But associated description is there is no in prior art.
The content of the invention
It is an object of the invention to provide a kind of accelerator and accelerated method for solving the differential equation, accelerates the differential equation The solution of group.
The technical solution for realizing the object of the invention is:A kind of accelerator for solving the differential equation, the device is by defeated Enter output buffer module, serioparallel exchange module and the hardware accelerator based on Long Gekuta to constitute.Input into/output from cache module It is mainly used in the caching with master control direct interaction data, all data between accelerator module and master control are slow by input and output Deposit interaction.String simultaneously/parallel serial conversion module is mainly responsible for the data of the reading of input-buffer various parallel outputs as needed, The parallel output data of hardware accelerator is converted to into serial data.Mainly it is responsible for based on the hardware accelerator of Long Gekuta Realize the hardware-accelerated of differential equation.

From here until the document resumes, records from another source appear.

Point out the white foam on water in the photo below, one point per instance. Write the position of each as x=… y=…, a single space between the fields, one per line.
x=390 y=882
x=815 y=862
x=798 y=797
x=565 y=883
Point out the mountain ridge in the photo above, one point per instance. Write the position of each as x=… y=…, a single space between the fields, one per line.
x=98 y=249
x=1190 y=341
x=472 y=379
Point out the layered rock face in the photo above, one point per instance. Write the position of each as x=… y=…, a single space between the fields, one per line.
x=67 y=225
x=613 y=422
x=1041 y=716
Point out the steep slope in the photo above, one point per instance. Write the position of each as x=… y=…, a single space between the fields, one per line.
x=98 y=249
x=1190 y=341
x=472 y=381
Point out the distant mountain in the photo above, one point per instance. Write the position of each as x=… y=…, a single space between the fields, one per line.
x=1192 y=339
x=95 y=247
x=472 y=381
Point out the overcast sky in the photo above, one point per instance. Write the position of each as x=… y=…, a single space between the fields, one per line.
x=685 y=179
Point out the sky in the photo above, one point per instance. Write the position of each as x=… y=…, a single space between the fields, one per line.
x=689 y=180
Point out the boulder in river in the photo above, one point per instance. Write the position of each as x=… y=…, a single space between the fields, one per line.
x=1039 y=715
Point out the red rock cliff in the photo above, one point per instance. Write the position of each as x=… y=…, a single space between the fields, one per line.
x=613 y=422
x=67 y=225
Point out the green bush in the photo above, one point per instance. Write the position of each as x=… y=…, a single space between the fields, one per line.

This is used for the hardware accelerator for solving the differential equation by proposing general computing architecture, can with reference to FPGA local Reconstruction property, by the flexible configuration to core calculations unit, realizes the hardware-accelerated generalization to Systems of Ordinary Differential Equations.
The read operation that control input is mainly cached by serioparallel exchange module, and according to the indication signal for reading, by what is read Data parallel is connected with the hardware acceleration unit based on Long Gekuta, and the module data input bit is a width of 32, outputs data bits 4096 bit wides of wide maximum support, specifically can be configured according to demand.Parallel serial conversion module is mainly by result of calculation with 32 Position bit wide output the write operation of controlled output caching.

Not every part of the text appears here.